Even before the latest iteration of this drug war kicked off in December 2006 (when President Felipe Calderon launched his offensive against the cartels), Sinaloa state had the reputation of being a violent place. It was home to bandits and smugglers who took refuge in the Sierra Madre mountain range on the state's eastern border.

One writer told us that men here used to settle disputes by locking one arm to each other and, with a knife held in their other hand, dueling to the death. Another man we interview attributes Sinaloans' reputed propensity for violence to a diet of too much meat and seafood, too much testosterone.

It's a reputation that many here have nurtured. For some, the fact that Sinaloa is the birthplace of the Mexican drug cartel system only adds to the state's romantic allure.

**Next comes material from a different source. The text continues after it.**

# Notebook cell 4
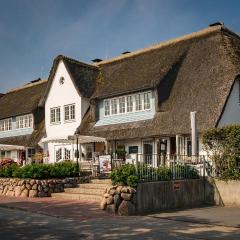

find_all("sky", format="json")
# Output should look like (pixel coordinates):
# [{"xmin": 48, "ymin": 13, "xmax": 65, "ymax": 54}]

For decades, the narco-traffickers nurtured a sort of Robin Hood reputation around Mexico—violent and power-hungry, yes, but generous with their earnings. Culiacán—from its high-end car dealerships, to its lavish estates, ­to its well-dressed young men and women—was built and still runs on drug money that came down from the Sierras. If this isn't a point of pride for all Sinaloans, it has certainly over the years enhanced the state's cachet in the country and made clear that Sinaloans are to be respected—sentiments that all here seem to relish.

But as the Mexican drug war enters its third year, things may be changing. Residents' feelings about the drug trade are a little more complicated now, to say the least. Pinned down by the government and undergoing seismic shifts in their leadership structure, the narco-traffickers have changed the rules. Wives, children and civilians are no longer off-limits, and people here know it.

Many we spoke with still follow the exploits of the cartels (or more precisely, its elusive leaders, men with nicknames like "El Mochomo," "El Teo" and "El Chapo") with the sort of gusto one might reserve for players on the national football team. But more and more, it seems, people are genuinely scared. Rumors will circulate that there will be gunmen at X or Y part of the city later in the evening, and just like that, the streets are deserted. Norteño groups who gather in plazas around the city to solicit gigs decline to play "narcocorridos," the drug ballads that once defined the Sinaloan sound. One never knows who might be listening, or what songs are offensive to whom. Disrespect can mean death under the new rules, and it's just not worth it.